半年ごとにJava関係の試験をやり直すということは、どれだけコストが掛かるかわかりません。

個人のシステムなら多少問題が起きても 自己責任で済みますが、
企業、特に金融系など莫大なおカネがやり取りされるシステムでは、自己責任ではすみません。

となると事実上、オラクル社にサポート料を払い続けるしか道はないのです。

Androidは?

Javaが使われているAndroidは、どうなの?

ご安心ください。

Androidの開発元のGoogleは、OpenJDKに移行済みです。

さらにこれからの開発は、JavaではなくKotlin(コトリン)という言語に移行してゆくようです。
また、サーバー関連もJavaからの移行がすすみつつあります。

そして、今、もっともおカネを取れる開発言語は、Go(ゴー)というレポートもあります。
Go(ゴー)は、Googleがが設計したプログラム言語です。

Javaプログラマーは、違う言語を習得せよ

Javaは、無くなるとは思いませんが、縮小してゆくことは間違いないと思われます。
なによりJavaのプログラマーが多すぎます。

ここで次の一手を考えないとエンジニアとして生き延びることはできません。
どのプログラム言語が成長するかは、以前ブログに書いてあるので後でそちらを読んでみてください。

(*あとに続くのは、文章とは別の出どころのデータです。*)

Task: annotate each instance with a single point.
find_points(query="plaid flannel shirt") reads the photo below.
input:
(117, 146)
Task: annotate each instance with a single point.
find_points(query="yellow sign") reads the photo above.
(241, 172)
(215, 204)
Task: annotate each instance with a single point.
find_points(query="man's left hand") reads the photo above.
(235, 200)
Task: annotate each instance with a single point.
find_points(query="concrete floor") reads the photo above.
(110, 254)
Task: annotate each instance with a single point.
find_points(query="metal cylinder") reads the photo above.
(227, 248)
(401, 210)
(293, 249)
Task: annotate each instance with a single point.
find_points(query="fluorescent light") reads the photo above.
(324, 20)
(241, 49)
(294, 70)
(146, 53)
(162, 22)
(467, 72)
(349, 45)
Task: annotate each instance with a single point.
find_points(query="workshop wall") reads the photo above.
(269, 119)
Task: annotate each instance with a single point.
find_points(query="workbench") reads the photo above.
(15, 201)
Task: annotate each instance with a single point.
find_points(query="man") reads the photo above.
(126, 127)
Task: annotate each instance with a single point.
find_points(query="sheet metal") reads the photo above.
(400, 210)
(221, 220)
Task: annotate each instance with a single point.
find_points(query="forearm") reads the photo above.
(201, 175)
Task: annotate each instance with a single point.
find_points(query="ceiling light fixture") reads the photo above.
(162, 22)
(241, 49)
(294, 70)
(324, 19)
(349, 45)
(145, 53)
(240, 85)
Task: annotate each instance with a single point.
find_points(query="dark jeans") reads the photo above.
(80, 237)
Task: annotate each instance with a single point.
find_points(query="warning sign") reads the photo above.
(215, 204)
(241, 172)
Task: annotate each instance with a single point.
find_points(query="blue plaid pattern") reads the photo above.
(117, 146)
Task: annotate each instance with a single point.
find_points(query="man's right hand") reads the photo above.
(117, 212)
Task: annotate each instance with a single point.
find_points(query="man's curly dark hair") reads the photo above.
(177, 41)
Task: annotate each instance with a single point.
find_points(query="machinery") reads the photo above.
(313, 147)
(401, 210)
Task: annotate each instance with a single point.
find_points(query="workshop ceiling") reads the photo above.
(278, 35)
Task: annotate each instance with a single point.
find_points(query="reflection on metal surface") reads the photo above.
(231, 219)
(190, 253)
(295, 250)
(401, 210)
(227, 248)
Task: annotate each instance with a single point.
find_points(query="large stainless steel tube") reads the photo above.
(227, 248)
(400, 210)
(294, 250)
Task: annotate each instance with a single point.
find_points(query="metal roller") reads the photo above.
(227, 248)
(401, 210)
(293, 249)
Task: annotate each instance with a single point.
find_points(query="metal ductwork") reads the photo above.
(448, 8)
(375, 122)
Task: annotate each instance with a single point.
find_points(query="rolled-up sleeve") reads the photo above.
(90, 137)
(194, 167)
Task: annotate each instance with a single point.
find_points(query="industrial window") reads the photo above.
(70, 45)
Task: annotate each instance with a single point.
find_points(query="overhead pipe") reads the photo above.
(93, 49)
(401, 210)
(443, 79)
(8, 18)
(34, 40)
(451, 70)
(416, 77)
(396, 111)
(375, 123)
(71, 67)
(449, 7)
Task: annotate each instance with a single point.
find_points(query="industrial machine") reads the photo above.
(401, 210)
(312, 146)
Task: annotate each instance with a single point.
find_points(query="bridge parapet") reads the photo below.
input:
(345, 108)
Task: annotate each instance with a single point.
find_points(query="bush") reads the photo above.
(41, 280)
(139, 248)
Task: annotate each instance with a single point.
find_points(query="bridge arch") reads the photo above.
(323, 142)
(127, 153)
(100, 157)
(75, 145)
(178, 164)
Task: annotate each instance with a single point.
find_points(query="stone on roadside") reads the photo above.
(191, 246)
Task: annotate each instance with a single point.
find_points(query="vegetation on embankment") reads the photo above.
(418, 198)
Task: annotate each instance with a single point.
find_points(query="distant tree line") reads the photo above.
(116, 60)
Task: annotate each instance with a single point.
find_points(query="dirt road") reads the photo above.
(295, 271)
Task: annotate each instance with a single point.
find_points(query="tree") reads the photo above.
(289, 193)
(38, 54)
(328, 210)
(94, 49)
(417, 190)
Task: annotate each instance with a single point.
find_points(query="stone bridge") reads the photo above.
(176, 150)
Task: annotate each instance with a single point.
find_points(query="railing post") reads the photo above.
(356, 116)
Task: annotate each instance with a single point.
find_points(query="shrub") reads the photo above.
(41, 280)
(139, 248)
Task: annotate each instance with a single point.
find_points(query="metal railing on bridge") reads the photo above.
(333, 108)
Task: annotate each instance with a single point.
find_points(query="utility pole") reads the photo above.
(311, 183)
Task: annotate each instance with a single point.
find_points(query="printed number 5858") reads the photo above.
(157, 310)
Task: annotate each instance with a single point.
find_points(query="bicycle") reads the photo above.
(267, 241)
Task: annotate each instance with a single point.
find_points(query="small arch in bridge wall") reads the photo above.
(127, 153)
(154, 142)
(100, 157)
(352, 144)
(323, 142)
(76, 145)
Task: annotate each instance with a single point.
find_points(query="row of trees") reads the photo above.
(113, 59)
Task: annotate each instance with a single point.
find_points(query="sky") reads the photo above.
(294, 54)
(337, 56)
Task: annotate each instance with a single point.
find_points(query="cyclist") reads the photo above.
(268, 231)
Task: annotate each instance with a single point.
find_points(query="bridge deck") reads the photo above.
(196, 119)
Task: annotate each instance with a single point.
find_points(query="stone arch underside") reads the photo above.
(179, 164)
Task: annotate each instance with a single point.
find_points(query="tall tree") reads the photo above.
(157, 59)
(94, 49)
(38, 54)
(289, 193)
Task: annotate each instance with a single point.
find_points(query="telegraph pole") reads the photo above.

Javaは、儲からない言語になってしまったのか? TECH ACADEMY(テックアカデミー)で高収入の言語を習得せよ

人工衛星のプログラム開発から銀行のシステム開発まで この世にあるデジタル機器のほとんど全てとインターネットの世界のほとんど全ては、プログラムで書かれています。 あなたが、今このブログをみている、iPh ...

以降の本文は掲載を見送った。